The best news, analysis and comment from The Irish Times business desk

Wholesale electricity prices dipped in November as the proportion of power generated from wind grew, according to new figures. Barry O’Halloran has more detail on the downward move, which is highlighted by Wind Energy Ireland in its latest analysis of the market. Any follow-through into cheaper household bills could take some time, alas.

Things were hotting up in Brussels on Thursday amid crunch negotiations on the future of the European Union’s budget. The Minister for Finance Michael McGrath was there to say the State is willing to pay more to ensure a wide range of services can continue, while more frugal countries such as Germany were voicing concern about European Commission requests for extra money. Naomi O’Leary has the story, while Derek Scally outlines the thinking behind the German approach and who might be driving it.

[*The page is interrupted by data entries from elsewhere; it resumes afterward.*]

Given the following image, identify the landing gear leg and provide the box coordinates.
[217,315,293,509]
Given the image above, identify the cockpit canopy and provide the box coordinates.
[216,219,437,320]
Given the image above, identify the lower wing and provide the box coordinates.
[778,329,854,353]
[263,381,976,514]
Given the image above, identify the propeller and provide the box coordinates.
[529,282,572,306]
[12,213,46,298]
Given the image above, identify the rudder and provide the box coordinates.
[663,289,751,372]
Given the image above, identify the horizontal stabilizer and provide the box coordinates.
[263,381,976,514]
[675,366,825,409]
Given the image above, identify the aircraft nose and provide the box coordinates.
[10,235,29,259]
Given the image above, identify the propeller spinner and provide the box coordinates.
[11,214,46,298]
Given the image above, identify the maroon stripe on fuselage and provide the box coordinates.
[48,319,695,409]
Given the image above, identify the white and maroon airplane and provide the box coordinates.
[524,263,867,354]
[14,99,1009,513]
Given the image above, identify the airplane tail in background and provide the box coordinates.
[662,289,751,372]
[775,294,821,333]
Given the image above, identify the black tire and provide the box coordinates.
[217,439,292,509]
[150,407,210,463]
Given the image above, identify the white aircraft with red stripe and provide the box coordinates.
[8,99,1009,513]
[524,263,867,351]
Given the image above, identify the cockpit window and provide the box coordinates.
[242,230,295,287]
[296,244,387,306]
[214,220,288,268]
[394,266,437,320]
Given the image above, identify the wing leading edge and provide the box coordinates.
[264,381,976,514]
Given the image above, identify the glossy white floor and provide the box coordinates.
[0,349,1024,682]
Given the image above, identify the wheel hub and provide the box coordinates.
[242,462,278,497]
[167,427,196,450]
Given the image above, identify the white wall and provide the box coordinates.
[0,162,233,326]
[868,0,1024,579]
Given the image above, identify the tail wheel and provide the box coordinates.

Retailers and publicans can bet on a busy day of Christmas trading on Saturday, December 23rd, based on AIB data for the same day last year. Ellen O’Regan writes that AIB card transaction volumes for December 23rd last year were 84 per cent higher than on an average day. The busiest time was between midday and 1pm, while men engaged in more last-minute shopping than women.

“Who doesn’t love a book?” asks Eason head of books Davina Milligan in Laura Slattery’s in-depth look at the Irish books retail market today. Laura finds out what’s working for booksellers (Prince Harry’s Spare, Liz Nugent’s Strange Sally Diamond and BookTok) and what’s not (the loss of schoolbook revenue) as the overall market tries to hold on to eight consecutive years of growth.


This week’s Business Interview features Killarney Hotels boss Michael Brennan, who tells Ciarán Hancock about how he has been steeped in the high-end hotels business since early childhood. He also explains why he is closing the Kerry-based group’s hotels (including its flagship Europe property) over Christmas.

In his weekly Economics column, John FitzGerald runs the rule over the North’s economy, considering how well it might fare in the future under changed constitutional status. He argues that addressing the structural weaknesses of the North’s economy is in the interests of all of Ireland’s citizens.

Cliff Taylor meanwhile uses his weekly Smart Money column to examine the increasingly two-tier nature of the Irish economy as multinationals boom but the domestic sector fights against significant headwinds.

In our Work section, Olive Keogh finds out why business leaders need to look in the mirror a bit more when they’re trying to lure in talented new staff. We also ask why following your career passion may not always be the best plan, and why boundless staff loyalty can sometimes be problematic.